5 Tips for Cooking the Best Gluten-Free Pasta

Pantry PowerTipsHow ToGluten-FreePasta and NoodlesSpaghetti

Tired of gummy or mushy gluten-free pasta? We can help! Here are 5 tricks to help you cook perfectly al dente gluten-free pasta, without clumping or stickiness!

Photography Credit: Andy Christensen

Yesterday we shared our pick for the best gluten-free pasta. A few of those gluten-free options almost convinced us we were eating wheat pasta – they were that good!

One thing about gluten-free pasta that is definitely different than its wheat counterpart, though? How you should cook it.

Gluten-free pasta has a tendency to get gummy, mushy, or stick together if it’s cooked for too long or too short. It’s more finicky than regular pasta that way. And the cook time on the package? Don’t trust it.

But it is possible to get perfectly al dente gluten-free pasta! Here’s how to do it.

Add oil to gluten-free pasta pot


IMPORTANT TIP! Before you begin, look at the cook time instructions on the pasta package and then subtract two minutes. This is your starting cook time. In my experience, gluten-free pasta rarely adheres to the cook time on the package, so it’s best to start checking it a couple of minutes early to make sure you don’t miss the window and the pasta descends into gumminess or mush.

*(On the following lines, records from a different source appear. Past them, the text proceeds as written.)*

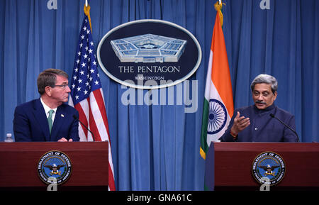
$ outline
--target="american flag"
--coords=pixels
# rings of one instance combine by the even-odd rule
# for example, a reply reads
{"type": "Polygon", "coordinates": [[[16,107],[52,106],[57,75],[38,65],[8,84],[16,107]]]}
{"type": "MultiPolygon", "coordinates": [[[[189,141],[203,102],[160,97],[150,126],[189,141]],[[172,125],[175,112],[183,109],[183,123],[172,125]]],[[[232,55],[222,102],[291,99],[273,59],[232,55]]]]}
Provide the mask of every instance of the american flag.
{"type": "MultiPolygon", "coordinates": [[[[97,70],[90,24],[84,15],[71,82],[69,104],[79,111],[79,120],[94,133],[95,141],[108,140],[108,189],[115,191],[108,123],[97,70]]],[[[92,141],[91,134],[79,124],[80,141],[92,141]]]]}

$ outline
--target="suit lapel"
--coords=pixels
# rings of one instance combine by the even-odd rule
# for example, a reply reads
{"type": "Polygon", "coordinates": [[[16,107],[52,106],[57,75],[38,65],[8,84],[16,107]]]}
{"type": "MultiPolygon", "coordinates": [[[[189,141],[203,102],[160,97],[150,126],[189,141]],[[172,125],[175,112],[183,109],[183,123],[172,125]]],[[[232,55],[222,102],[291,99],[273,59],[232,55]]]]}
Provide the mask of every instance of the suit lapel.
{"type": "Polygon", "coordinates": [[[39,124],[39,126],[41,128],[46,141],[50,141],[50,131],[47,115],[45,114],[45,111],[41,101],[40,101],[40,99],[35,101],[33,106],[33,114],[39,124]]]}
{"type": "Polygon", "coordinates": [[[62,106],[57,107],[57,113],[55,113],[55,121],[51,130],[51,140],[57,141],[58,138],[66,138],[66,136],[59,136],[59,130],[63,124],[65,113],[62,106]]]}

1. Add a little olive oil to the pot.

Fill a large pot 2/3 of the way full with water. Gluten-free pasta foams more than wheat pasta, so it’s wise to leave a little space in the pot to account for that. Season the pot of water with two tablespoons Diamond kosher salt OR four teaspoons Morton’s kosher salt per one gallon of water. Salty water is one of the keys to good pasta, gluten-free or not.

Then, once the water starts boiling and before adding the pasta, pour a little olive oil into the pot to help keep the noodles from sticking together.

Truth time: This is a controversial recommendation. I think this is an important step, and that it really does help prevent the noodles from sticking together, but some think adding olive oil is unnecessary, or worse, that it actually makes it more difficult for sauce to stick to the noodles after cooking.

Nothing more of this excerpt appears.